I especially want to compare similars between families of languages?
Germanic:
English: and
German: und
Romance:
Spanish: y
French: et
Italian: e
Slavic:
Russian: и
Add more.
Spanish y and e
italian e and ed
hungarian és
portuguese e
Romance:
Spanish: y, e
French: et
Italian: e, ed
Portuguese: e
Catalan: i
Occitan: e
There's more than one kind of "and". There's the "and" that joins items in a list ("food and drink"), and there's the "and" that joins clauses together ("I did this, and I did that"). In many languages, these are the same, but in some they are not.

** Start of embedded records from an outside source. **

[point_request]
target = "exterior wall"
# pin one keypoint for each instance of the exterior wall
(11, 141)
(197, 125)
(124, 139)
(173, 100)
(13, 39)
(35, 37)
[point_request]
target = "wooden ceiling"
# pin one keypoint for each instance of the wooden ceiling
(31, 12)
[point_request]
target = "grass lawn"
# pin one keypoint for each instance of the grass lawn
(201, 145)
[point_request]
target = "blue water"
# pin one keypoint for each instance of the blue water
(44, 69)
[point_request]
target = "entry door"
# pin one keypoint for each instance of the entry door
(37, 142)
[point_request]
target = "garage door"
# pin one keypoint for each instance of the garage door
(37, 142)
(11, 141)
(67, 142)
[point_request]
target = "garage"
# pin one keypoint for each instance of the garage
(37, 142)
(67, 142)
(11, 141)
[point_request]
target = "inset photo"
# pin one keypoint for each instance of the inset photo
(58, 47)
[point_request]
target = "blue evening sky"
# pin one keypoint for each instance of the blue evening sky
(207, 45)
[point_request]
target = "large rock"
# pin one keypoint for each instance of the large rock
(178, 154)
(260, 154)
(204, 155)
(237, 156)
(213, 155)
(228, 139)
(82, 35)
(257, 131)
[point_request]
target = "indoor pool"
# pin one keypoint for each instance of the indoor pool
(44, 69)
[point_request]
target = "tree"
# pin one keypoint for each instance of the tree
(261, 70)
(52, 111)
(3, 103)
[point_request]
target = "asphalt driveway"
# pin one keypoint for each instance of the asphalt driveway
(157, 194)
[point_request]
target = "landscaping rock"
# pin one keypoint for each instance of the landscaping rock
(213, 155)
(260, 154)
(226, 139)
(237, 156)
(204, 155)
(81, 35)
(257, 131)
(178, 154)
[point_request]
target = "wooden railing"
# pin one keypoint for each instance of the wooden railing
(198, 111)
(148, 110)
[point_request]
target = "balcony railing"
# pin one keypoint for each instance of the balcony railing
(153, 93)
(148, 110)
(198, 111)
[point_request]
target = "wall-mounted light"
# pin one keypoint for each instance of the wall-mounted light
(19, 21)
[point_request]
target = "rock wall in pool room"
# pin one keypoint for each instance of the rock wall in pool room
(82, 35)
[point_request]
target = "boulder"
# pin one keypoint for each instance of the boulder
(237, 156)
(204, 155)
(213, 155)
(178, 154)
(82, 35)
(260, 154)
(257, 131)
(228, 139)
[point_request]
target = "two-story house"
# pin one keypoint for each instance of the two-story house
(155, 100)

Japanese's system draws more distinctions than that, too. XとY (where と is pronounced "to", like the English word "toe") means "X and Y, and nothing else". XやY ("X ya Y") means "X and Y and other things".
To join clauses together with "and", Japanese uses "keredo", but not in every case. Here's a sentence that doesn't: "Ginza e itte, kaimono o shite, uchi e kaerimashita." Translated word for word into English (with word order changed to be comprehensible), this would be something like, "Going to Ginza, doing shopping, returned home." And in plain English, "I went to Ginza, did some shopping, and returned home." In the Japanese, the gerund forms are used for the first two verbs and only the last is inflected for tense, and this indicates a sequence of actions without needing a word for "and".
- Kef
Scots: an
Frisian: en
Plattdeutsch: un
Dutch: en
Swedish: och
Norwegian: og
Danish: og
Icelandic: og
Serbian: a; i
Korean: -gwa (added to the stem of nouns); -go (added to verbs to indicate "and")
Serbian: a; i
Russian a; i
Most slavic languages have these two forms
>>Scots: an
Frisian: en
Plattdeutsch: un
Dutch: en<<
Mind you that in everyday speech, English "and" is actually quite close to the above, as it is usual to omit the final /d/ outside careful speech.